When her son died in 2012, Denise Villescaz "saw no light," she says. Then, two years later, her granddaughters were born.

I’ve been asking people all over the country how grandparenthood has changed them.

Here’s what I heard from Denise Villescaz, 51, of San Angelo, Texas, who became a grandmother in the fall of 2014, two years after losing her only son.

“How has it changed me? Well, the quick answer is it saved me. Saved me from my grief, my pain, my darkness, my numbness, myself.

On August 7, 2012, we said goodbye to our only son. My oldest, my Vinny. He was 28 years, 6 months, and 10 days old. We lost him to a horrible blood disease that he fought with courage, strength, and the craziest sense of humor imaginable.

He was the most beautiful man who dealt with the ugliest stuff for 13 years.

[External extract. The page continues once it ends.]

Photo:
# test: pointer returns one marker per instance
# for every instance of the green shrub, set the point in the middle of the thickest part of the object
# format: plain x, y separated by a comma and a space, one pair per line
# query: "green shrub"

Over time, I became his nurse, his teacher, his caregiver, his voice, his friend, his confidant. I gradually became who I was—good and bad—because of who he was. We were a team.

I can’t possibly recap the ups and downs of fighting a disease like his. He survived multiple surgeries, a 26-day coma, two tracheotomies, and weeks and weeks in hospitals. And sitting or sleeping right next to him would be me.

To say my two daughters suffered heartache is an understatement. We fought this as a family. But on reflection, I know they missed out on having me mentally or physically present in their lives. Somehow, they grew into kind, generous, beautiful young women.

We all died in different ways when Vinny did. We were a family in sorrow. I saw no light. We all spoke of never finding laughter or joy again. He truly was our center.

The girls both conceived—unplanned—around the same time. We were shocked, delighted, and oddly sad, too. We missed Vinny and knew he’d be over the moon.

It was bittersweet when Loretta and Abigail were born. I cried all over again, but this time for what we had as well as for what we’d lost.

Each day is new. An adventure. Laughter once again fills my house. We are once again a family united by happiness, love, silly stuff, and two little princesses who make waking up exciting.

We cherish our memories but now we are enjoying the gift of creating new ones.”